Né le 14 janvier 1920 à Saint-Louis (Haut-Rhin), mort en action le 10 novembre 1944 à Sondernach (Haut-Rhin) ; résistant des Forces françaises de l’intérieur (FFI).

René Frossard était le fils d’Arthur Frossard et de Cécile Brunner, son épouse. Il était marié avec Barbe Ulrich et domicilié en dernier lieu à Wittenheim (Haut-Rhin).
Il entra dans la Résistance à l’ORA du Haut-Rhin, secteur de Colmar, où ses services furent homologués du 11 octobre au 10 novembre 1944.

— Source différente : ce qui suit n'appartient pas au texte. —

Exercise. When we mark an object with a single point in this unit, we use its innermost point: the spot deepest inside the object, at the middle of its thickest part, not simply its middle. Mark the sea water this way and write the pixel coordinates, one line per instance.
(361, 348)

Le 27 septembre 1944, refusant de répondre à l’incorporation de force dans l’armée allemande, René et quatre autres camarades, Charles Saxer, Frédéric Seitz, Louis Dussourd, et Henri Stuckert décidèrent de se regrouper au mont Vissors, près de la Lechterwand, dans un bunker datant de la 1ère guerre mondiale, sur le massif du Hilsenfirst. Ils furent rejoints par Michel Ivanof, un prisonnier de guerre soviétique, échappé à ses tortionnaires. Isolés au sommet du massif vosgien déjà enneigé au mois d’octobre, ils contactèrent des résistants de la vallée de Munster, notamment Charles Baumgart de Sondernach, qui leur procura des armes. Le groupe réussit à renforcer son arsenal en organisant le pillage d’un dépôt de munitions à destination des troupes allemandes engagées dans le secteur de Bussang, Le Thillot et le Ventron (Vosges). Il prit contact avec le maquis du Petit Ballon et du Strohberg composé essentiellement de prisonniers de guerre soviétiques échappés à la surveillance de leurs gardiens et de résistants polonais. Les deux maquis furent dénoncés par un milicien français qui s’était infiltré dans le groupe du Petit Ballon. La Wehrmacht et les SS donnèrent l’assaut le 3 novembre 1944. Les résistants furent submergés par le nombre et quatre d’entre eux furent tués dont René Frossard. Les autres résistants furent enfermés à la prison de Colmar, puis transférés à Schirmeck et ensuite à Gaggenau-Rohtenfels (Allemagne).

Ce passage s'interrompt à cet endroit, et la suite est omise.